Нину и ужасало и восхищало то, что Клим из-за нее остался в России и потерял отцовское наследство: если бы он не провел с ней три недели в Осинках, он бы успел вывезти капитал за границу. Клим говорил, что не особо скучает по деньгам, так как не успел с ними сродниться:

— Ничего страшного. На жизнь мы всегда себе заработаем.

А у Нины сердце кровью обливалось, когда она думала, что если бы не революционный форс-мажор, они могли бы до конца дней жить как у Христа за пазухой.

Клим хотел, чтобы Нина отправилась с ним в Аргентину. Она говорила: «Да-да, конечно…» — и очень надеялась, что никуда ехать не придется. Большевики все еще вели переговоры о мире, но война фактически прекратилась: оставшиеся полки отправились по домам, а это означало, что весной можно будет нанять работников и поставить завод на ноги. В конфискацию предприятий Нина отказывалась верить: нельзя же отобрать все у всех? Только как дотянуть до весны, если в доме нет ни рубля и единственный способ выжить — это выносить вещи из дома и сдавать их в комиссионку?
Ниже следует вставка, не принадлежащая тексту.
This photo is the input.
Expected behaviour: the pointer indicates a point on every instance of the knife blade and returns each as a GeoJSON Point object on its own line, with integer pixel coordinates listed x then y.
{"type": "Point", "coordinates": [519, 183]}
Но как бы ни было трудно, Нина не хотела уезжать. Она любила свой город. В Нижнем Новгороде у нее имелся красивый особняк, а в Буэнос-Айресе будет маленькая квартирка в богемном районе.

Клим со вкусом рассказывал о том, как они будут сидеть по утрам на ажурном балконе, пить кофе с коньяком и мороженым и разглядывать проходящих мимо. Он уверял, что на улице, где он живет, попадаются самые колоритные личности — от индейцев в деревянных бусах до загулявших министров.

— А насчет испанского ты не переживай: это очень простой язык.

Клим сам учил его по газетам, словаря у него не было, и, зная английский, он пытался догадаться по однокоренным словам, что значит какое-нибудь Brutal crimen de dos policias[17]. Ясно, что речь идет о полиции и о чем-то брутальном и криминальном, а остальное как хочешь, так и расшифровывай.

— Тебе с твоим французским будет совсем легко, — обещал он Нине.

И все-таки ей было страшно: в другой стране она шагу не сможет ступить без Клима, весь ее мир сосредоточится на нем — а это нелегкая ноша.

Кому-то из них надо было жертвовать планами и комфортом. Как всегда, уступать приходилось женщине: кем Клим мог стать в Нижнем Новгороде? Провинциальным репортером? Еще одним Нининым нахлебником?